Le charme de la voix

La voix de chacun nous incite à penser que la nôtre est différente de toute autre et qu'elle est invitée à s'exprimer, à échanger. Cela pourrait être le début d'une nouvelle prise de conscience de ce que signifie être dans le monde.

7 avril 2021-Temps de lecture : 3 minutes
un enfant chante devant un micro

Photo : Jason Rosewell / Unsplash

"Mais je n'entends que ta voix et elle s'élève / ta voix avec le vol et la précision d'une flèche". La voix a ce pouvoir pratique, que Neruda résume dans ces vers : elle rend le mot audible et spécial, et sait lui assigner sa propre singularité, une singularité propre à la personne qui le prononce.

La voix, combinaison de sons distinctifs, de mémoire et d'émotions, mûrit en nous, monte des poumons à la gorge, sort de la bouche comme une flèche vers sa cible, entre dans l'espace commun et va vers les autres, révélant non seulement ce que nous avons l'intention de dire, mais aussi ce que nous voudrions cacher. En cela, la voix est loyale, trop loyale envers nous, au point de nous trahir.
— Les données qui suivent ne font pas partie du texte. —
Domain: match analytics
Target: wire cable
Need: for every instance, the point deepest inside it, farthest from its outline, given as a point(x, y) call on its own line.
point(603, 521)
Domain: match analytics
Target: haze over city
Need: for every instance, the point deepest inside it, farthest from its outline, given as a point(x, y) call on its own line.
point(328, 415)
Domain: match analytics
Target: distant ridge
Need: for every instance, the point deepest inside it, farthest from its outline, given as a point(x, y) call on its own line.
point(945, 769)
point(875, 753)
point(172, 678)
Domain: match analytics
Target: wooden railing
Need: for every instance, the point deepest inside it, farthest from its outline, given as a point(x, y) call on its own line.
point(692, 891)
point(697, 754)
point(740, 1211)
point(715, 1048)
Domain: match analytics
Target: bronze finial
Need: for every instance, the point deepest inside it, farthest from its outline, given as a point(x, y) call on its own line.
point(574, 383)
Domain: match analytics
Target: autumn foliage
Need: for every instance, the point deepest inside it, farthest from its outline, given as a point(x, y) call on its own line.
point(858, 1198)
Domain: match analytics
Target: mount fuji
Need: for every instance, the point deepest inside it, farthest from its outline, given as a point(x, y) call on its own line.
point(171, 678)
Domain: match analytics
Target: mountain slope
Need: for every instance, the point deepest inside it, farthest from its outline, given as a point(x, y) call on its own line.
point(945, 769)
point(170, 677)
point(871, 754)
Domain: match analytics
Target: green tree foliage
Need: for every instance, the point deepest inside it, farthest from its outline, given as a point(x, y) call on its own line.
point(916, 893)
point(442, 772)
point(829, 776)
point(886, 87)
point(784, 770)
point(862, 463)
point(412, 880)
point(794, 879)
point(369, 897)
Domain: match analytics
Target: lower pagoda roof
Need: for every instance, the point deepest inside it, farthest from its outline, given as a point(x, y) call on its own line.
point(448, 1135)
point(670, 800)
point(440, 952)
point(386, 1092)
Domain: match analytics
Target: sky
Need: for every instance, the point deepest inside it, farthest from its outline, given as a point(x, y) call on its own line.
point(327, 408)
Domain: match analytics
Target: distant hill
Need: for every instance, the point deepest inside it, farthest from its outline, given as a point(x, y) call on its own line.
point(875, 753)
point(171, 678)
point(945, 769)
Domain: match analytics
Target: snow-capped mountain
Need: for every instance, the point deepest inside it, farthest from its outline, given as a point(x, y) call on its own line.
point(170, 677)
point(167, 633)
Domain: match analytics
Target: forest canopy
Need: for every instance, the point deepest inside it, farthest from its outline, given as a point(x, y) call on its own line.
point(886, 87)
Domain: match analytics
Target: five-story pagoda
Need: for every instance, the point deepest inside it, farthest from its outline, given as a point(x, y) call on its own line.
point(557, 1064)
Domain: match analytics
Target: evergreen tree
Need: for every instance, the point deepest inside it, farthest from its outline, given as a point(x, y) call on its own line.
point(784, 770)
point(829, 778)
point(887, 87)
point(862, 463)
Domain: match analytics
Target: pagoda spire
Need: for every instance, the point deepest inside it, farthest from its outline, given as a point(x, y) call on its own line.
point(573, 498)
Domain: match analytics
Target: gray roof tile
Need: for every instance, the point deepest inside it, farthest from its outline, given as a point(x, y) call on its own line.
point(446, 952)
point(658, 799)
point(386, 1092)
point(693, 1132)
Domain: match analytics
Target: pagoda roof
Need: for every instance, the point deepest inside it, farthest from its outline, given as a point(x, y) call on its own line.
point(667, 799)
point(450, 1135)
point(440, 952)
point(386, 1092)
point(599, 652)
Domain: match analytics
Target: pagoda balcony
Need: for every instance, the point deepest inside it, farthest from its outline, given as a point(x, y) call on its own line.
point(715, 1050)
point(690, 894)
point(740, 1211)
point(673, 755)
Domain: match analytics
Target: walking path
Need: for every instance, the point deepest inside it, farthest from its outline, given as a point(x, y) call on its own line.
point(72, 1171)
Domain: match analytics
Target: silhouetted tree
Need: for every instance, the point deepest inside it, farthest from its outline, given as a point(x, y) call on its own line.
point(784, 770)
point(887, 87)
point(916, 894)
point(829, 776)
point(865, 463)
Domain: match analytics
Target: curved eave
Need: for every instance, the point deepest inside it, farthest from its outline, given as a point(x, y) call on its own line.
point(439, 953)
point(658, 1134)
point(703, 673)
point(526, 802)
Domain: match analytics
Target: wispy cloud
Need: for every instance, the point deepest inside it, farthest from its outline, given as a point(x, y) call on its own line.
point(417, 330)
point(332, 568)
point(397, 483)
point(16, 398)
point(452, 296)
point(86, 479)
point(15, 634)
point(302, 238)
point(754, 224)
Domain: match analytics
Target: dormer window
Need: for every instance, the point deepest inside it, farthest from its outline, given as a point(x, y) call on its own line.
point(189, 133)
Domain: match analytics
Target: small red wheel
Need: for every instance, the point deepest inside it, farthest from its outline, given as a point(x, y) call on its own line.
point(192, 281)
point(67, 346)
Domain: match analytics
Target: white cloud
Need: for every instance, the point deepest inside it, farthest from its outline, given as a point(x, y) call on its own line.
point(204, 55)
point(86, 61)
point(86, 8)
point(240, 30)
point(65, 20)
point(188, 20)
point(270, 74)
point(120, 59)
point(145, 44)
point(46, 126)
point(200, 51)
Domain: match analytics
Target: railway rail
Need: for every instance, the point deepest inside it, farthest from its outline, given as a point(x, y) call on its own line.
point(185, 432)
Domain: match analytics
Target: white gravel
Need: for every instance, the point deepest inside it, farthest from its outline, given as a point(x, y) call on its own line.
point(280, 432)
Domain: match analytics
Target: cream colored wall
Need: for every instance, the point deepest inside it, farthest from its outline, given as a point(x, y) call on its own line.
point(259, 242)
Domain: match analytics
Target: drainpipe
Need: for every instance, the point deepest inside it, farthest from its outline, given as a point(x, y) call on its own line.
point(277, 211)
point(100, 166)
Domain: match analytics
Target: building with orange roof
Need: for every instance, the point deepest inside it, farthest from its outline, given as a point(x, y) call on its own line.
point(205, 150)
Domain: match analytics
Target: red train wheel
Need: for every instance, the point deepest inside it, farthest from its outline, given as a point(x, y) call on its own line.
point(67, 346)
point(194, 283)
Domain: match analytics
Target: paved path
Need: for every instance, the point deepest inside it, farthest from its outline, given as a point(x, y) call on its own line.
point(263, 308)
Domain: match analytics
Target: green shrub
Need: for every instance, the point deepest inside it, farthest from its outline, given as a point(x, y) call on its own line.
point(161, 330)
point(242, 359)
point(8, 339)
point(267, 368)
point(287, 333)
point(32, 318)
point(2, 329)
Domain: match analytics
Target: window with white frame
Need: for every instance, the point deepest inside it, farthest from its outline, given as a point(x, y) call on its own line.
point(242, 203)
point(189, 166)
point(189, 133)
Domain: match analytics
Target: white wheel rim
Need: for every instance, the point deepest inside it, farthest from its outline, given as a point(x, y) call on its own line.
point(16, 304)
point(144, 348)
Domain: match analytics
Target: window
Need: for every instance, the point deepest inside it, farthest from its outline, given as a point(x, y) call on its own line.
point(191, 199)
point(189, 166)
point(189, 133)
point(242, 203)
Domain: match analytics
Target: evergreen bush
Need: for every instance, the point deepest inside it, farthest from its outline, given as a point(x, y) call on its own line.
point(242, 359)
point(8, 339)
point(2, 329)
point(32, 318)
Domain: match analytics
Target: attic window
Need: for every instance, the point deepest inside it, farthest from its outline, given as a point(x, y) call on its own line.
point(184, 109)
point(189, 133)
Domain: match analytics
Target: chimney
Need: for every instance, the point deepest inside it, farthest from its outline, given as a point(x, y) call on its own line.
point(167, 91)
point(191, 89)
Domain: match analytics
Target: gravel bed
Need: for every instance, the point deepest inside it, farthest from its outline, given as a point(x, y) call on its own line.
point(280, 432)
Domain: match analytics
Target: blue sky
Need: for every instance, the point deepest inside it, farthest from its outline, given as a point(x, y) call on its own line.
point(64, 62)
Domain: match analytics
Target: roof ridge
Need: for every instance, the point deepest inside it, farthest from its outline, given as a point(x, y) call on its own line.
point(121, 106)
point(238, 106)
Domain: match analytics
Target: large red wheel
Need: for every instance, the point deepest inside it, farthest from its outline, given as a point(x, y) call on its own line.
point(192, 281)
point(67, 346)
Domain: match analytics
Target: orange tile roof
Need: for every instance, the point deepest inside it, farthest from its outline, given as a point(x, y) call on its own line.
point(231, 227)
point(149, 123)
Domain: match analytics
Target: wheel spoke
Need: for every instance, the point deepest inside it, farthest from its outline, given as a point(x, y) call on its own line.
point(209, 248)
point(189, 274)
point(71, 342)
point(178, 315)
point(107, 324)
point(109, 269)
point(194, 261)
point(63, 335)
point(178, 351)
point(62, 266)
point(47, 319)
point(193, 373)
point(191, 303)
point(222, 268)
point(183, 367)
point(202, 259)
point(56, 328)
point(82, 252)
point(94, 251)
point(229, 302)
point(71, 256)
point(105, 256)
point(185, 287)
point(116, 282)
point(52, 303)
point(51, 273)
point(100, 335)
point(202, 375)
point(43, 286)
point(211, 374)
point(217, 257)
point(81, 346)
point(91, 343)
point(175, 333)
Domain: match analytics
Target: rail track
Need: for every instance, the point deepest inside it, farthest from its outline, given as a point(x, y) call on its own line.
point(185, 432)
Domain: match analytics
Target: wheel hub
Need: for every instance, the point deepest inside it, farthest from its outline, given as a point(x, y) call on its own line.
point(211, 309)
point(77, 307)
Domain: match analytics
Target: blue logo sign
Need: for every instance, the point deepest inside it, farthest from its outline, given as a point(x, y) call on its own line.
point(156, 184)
En latin, vox signifie son, ton, et est comme un pont reliant deux rives, permettant une relation. Souvent utilisé comme synonyme de mot, jugement et phrase, vox indique également le chant, comme celui des sirènes (Voix de Sirenum), et même l'incantation : dans Horace le voces sacrae sont des formules magiques, des moyens de guérison. Une voix peut aussi guérir, semble suggérer le poète.

Si intime pour nous, elle a fini par être pillée par une série de dictons populaires : "passer la voix", "entendre la voix", "donner la voix", "donner la voix aux sans-voix", autant d'expressions qui affichent leur potentiel relationnel. Ou bien nous utilisons la voix du cœur et la voix du sang, comme si nos organes eux-mêmes voulaient être entendus, directement, sans médiation.

Il est immédiatement clair qu'il est destiné à la parole. Mais dans ce destin, il exerce un magnétisme particulier : il défend les mots contre la dérive vers l'abstraction, comme s'ils étaient des nuages qui volent au-dessus de nos têtes sans qu'on s'en soucie, bons pour faire des chroniques comme celle-ci, et il nous libère du risque du logocentrisme, en rendant notre façon de parler (justement) concrète, corporelle. Avec sa "minutie" particulière, la voix est la corporalité du dire qui se situe entre le corps et la parole, elle est l'échange entre le corps et la parole.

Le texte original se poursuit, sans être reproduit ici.